Calling back to our holographic doctor and advanced alien race, it’s with some trepidation I must note the cold creep of technicality is beginning to affect the balance Stortregn always found between intricacy and emotion. There’s always been an immediacy to the melodic style these Swiss lads weave through their chugs and tremolos, but those melodies are tougher to follow this time. There are songs, like “Rise of the Insidious” or “De Inferno Solis,” that have all the right passages to make a killer Stortregn song, but they’re jumbled. More arbitrarily connected than in the past. It’s no wonder that “Xeno Chaos” is my favorite cut from Finitude, as it shares the same commitment to symmetry as my favorite song on Impermanence, “Grand Nexion Abyss.” Both songs cycle through their transitions and surprises but always return to the stately melodies that are established in the intros, proving that here is a song demanding your attention. This “technicality creep” hasn’t done enough to seriously damage the final impact of Finitude, but it’s enough that I have to admit as much as I wanted them to equal or even surpass their last outing, the highs are not as high this time.

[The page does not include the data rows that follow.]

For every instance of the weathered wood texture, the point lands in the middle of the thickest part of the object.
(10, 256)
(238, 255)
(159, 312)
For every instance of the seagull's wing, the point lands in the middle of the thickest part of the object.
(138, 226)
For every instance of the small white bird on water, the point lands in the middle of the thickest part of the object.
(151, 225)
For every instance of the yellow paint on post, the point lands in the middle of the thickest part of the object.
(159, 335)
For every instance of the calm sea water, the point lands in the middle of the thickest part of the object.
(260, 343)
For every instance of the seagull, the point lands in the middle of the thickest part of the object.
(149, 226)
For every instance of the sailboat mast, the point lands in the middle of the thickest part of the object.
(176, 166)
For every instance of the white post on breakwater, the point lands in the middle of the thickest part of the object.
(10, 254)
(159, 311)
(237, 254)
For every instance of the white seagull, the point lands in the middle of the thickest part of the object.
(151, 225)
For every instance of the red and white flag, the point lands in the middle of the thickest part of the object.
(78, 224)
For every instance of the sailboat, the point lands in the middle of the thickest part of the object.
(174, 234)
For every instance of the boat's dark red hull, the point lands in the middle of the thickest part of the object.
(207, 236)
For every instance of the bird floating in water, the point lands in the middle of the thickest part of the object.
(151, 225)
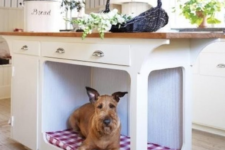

I hemmed and hawed a great deal over what to score this. If I wasn’t already a follower of the band, I may have been even more generous. All the things I love about past releases are still here. They’re just slowly succumbing to pure technicality. There are songs here that stand with the very best of what Stortregn have put out, but Finitude falls a bit short of the band’s own potential.


Rating: 3.5/5.0
DR: none | Format Reviewed: Streaming
Label: The Artisan Era
Websites: stortregn.bandcamp.com | facebook.com/stortregn
Releases Worldwide: October 13th, 2023

Show 1 footnote
  1. “Virtuoso” Season Six, Episode 13.